3. Hyperparameter Tuning Link to heading

Understanding Hyperparameters Link to heading

C: Regularization Strength The parameter C controls the regularization strength in logistic regression. It is the inverse of regularization strength; smaller values specify stronger regularization. Regularization helps prevent overfitting by penalizing large coefficients.
solver: Optimization Algorithm The solver parameter specifies the algorithm to use for optimization. Common choices include:

newton-cg, lbfgs, liblinear: Suitable for small datasets.
sag, saga: Efficient for large datasets.

max_iter: Maximum Number of Iterations The max_iter parameter sets the maximum number of iterations the solver will use. This is useful for solvers that iterate to converge to a solution.

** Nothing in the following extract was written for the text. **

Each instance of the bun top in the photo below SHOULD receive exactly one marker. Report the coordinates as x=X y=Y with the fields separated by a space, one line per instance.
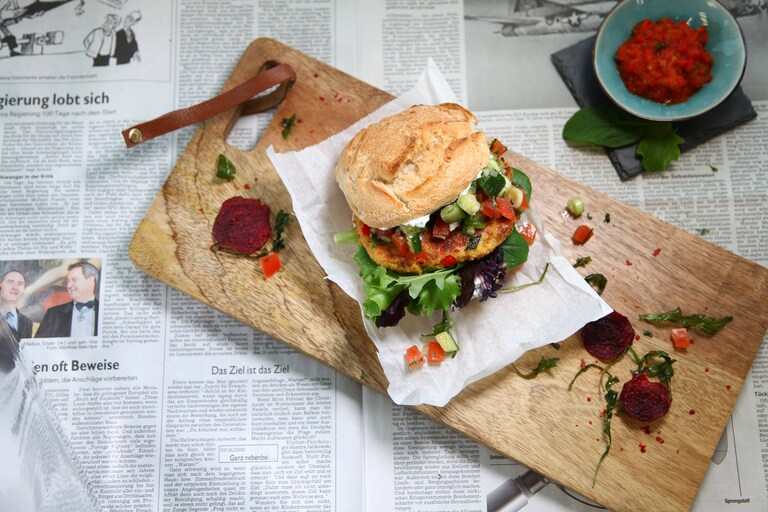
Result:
x=410 y=164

Training with Cross-Validation Link to heading

Performing cross-validation helps in finding the best parameters for your logistic regression model. Cross-validation divides the dataset into multiple folds and trains the model on different combinations of these folds, ensuring the model generalizes well on unseen data. Here’s how to perform cross-validation with GridSearchCV in scikit-learn:

Setting Up Cross-Validation Link to heading

Define the Parameter Grid: Create a dictionary with parameters and their respective values to test.

from sklearn.model_selection import GridSearchCV
from sklearn.linear_model import LogisticRegression

# Define the parameter grid
param_grid = {
    'C': [0.1, 1, 10, 100],
    'solver': ['newton-cg', 'lbfgs', 'liblinear'],
    'max_iter': [50, 100, 200, 300]
}

Initialize GridSearchCV: Set up GridSearchCV with the logistic regression model and the parameter grid.

# Initialize the GridSearchCV
grid_search = GridSearchCV(LogisticRegression(), param_grid, cv=5, scoring='accuracy')

Fit the Model: Perform cross-validation on the training data to find the best parameters.

# Fit the model
grid_search.fit(X_train, y_train)

Training with Cross-Validation

Select the Best Parameters: After fitting, retrieve the best parameters and use the best model for predictions.

# Best parameters
print("Best Parameters:", grid_search.best_params_)

# Best model
best_model = grid_search.best_estimator_

# Evaluate the best model
y_pred_best = best_model.predict(X_test)
print("Best Model Accuracy:", accuracy_score(y_test, y_pred_best))

Best Parameters: {'C': 1, 'max_iter': 50, 'solver': 'liblinear'}
Best Model Accuracy: 0.9090909090909091

This process ensures that the model is tuned for optimal performance and generalizes well to new data.